In July 2011, VitaMed sold two Senior Secured Promissory Notes (the “Secured Notes”) in the amount of $500,000 each and also entered into a Security Agreement under which VitaMed pledged all of its assets to secure the obligation. The Secured Notes bear interest at the rate of six percent (6%) per annum, are due on the one (1) year anniversary thereof, and are convertible into shares of the Company’s Common Stock at the option of the Company.  The Company may pay the Senior Secured Notes by delivering such number of shares of the Company’s Common Stock as shall be determined by dividing the outstanding principal then due and owing by the Company’s Share Price.  For purposes of the Senior Secured Notes, the “Share Price” shall mean the lower of the most recent price at which the Company offered and sold shares of its Common Stock (not including any shares issued upon the exercise of options and/or warrants or upon the conversion of any convertible securities) or the five-day average closing bid price immediately preceding the date of conversion. At March 31, 2012, the outstanding principle balance of the Secured Notes was $500,000 each.  During the three months ended March 31, 2012, $14,959 in accrued interest was recorded and is included in interest expense on the accompanying condensed consolidated financial statements.
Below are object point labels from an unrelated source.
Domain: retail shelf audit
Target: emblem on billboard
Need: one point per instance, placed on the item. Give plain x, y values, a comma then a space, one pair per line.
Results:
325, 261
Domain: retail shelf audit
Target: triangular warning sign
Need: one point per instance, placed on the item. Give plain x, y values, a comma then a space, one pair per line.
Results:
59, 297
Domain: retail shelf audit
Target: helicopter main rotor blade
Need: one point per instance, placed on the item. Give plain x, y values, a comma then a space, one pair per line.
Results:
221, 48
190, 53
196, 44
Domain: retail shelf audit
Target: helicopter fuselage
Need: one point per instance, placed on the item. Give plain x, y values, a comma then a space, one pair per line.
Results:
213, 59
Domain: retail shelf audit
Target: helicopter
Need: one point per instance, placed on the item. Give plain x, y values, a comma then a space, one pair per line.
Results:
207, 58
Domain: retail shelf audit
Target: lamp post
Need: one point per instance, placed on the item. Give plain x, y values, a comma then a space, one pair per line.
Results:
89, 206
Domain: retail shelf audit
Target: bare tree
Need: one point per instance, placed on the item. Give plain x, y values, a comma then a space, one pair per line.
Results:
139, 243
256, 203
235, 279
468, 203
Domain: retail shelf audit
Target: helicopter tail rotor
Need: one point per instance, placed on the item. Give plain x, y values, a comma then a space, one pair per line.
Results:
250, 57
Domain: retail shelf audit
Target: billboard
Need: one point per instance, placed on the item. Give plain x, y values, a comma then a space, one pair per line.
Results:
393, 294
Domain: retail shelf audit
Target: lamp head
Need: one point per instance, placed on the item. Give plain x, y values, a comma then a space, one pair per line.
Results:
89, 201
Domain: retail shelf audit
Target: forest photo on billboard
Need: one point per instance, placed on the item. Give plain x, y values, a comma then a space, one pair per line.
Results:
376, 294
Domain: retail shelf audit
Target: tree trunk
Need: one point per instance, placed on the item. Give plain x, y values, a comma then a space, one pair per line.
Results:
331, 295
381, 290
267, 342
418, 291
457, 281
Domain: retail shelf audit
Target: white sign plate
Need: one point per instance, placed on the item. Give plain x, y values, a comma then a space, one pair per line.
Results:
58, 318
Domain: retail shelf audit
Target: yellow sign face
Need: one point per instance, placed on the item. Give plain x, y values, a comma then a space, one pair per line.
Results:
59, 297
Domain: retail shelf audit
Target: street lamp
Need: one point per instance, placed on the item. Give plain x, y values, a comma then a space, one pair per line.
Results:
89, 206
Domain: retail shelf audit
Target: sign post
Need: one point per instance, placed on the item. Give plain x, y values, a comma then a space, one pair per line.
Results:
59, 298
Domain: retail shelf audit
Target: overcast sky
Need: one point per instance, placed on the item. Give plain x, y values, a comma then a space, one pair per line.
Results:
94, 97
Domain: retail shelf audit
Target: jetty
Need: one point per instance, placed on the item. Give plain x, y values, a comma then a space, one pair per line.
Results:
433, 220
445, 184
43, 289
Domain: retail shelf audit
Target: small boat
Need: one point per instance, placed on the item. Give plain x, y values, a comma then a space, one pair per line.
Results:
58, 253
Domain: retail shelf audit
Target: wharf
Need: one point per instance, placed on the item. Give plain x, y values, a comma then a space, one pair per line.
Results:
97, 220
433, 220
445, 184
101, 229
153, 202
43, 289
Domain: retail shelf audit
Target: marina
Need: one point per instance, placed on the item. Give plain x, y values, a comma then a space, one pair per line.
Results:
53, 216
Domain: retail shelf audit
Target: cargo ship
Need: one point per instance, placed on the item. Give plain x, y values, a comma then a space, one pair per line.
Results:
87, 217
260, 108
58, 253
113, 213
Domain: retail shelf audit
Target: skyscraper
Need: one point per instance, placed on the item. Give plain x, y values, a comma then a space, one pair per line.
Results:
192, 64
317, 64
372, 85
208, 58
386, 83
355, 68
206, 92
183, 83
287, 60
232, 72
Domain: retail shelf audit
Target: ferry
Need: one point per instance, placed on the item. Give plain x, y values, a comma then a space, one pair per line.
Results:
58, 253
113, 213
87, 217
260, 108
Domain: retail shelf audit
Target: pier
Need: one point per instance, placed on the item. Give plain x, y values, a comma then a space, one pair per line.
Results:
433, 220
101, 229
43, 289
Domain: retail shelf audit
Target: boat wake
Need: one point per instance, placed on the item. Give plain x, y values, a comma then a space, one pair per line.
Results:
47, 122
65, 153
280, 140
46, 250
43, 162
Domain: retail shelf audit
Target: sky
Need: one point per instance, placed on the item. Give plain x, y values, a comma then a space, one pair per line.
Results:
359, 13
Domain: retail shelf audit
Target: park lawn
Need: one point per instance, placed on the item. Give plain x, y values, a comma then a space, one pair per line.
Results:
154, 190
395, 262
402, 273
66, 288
In December 2011, the Company sold four-percent Promissory Notes to Mr. Finizio and Mr. Milligan and for an aggregate of $100,000 ($50,000 each) with due dates of March 1, 2012.  These Notes were extended by mutual agreement to June 1, 2012.  At March 31, 2012, the outstanding principle balance of the Promissory Notes was $100,000, and was recorded as note payable, related parties on the accompanying condensed consolidated financial statements.  During the three months ended March 31, 2012, $997 in accrued interest was recorded and is included in interest expense on the accompanying condensed consolidated financial statements.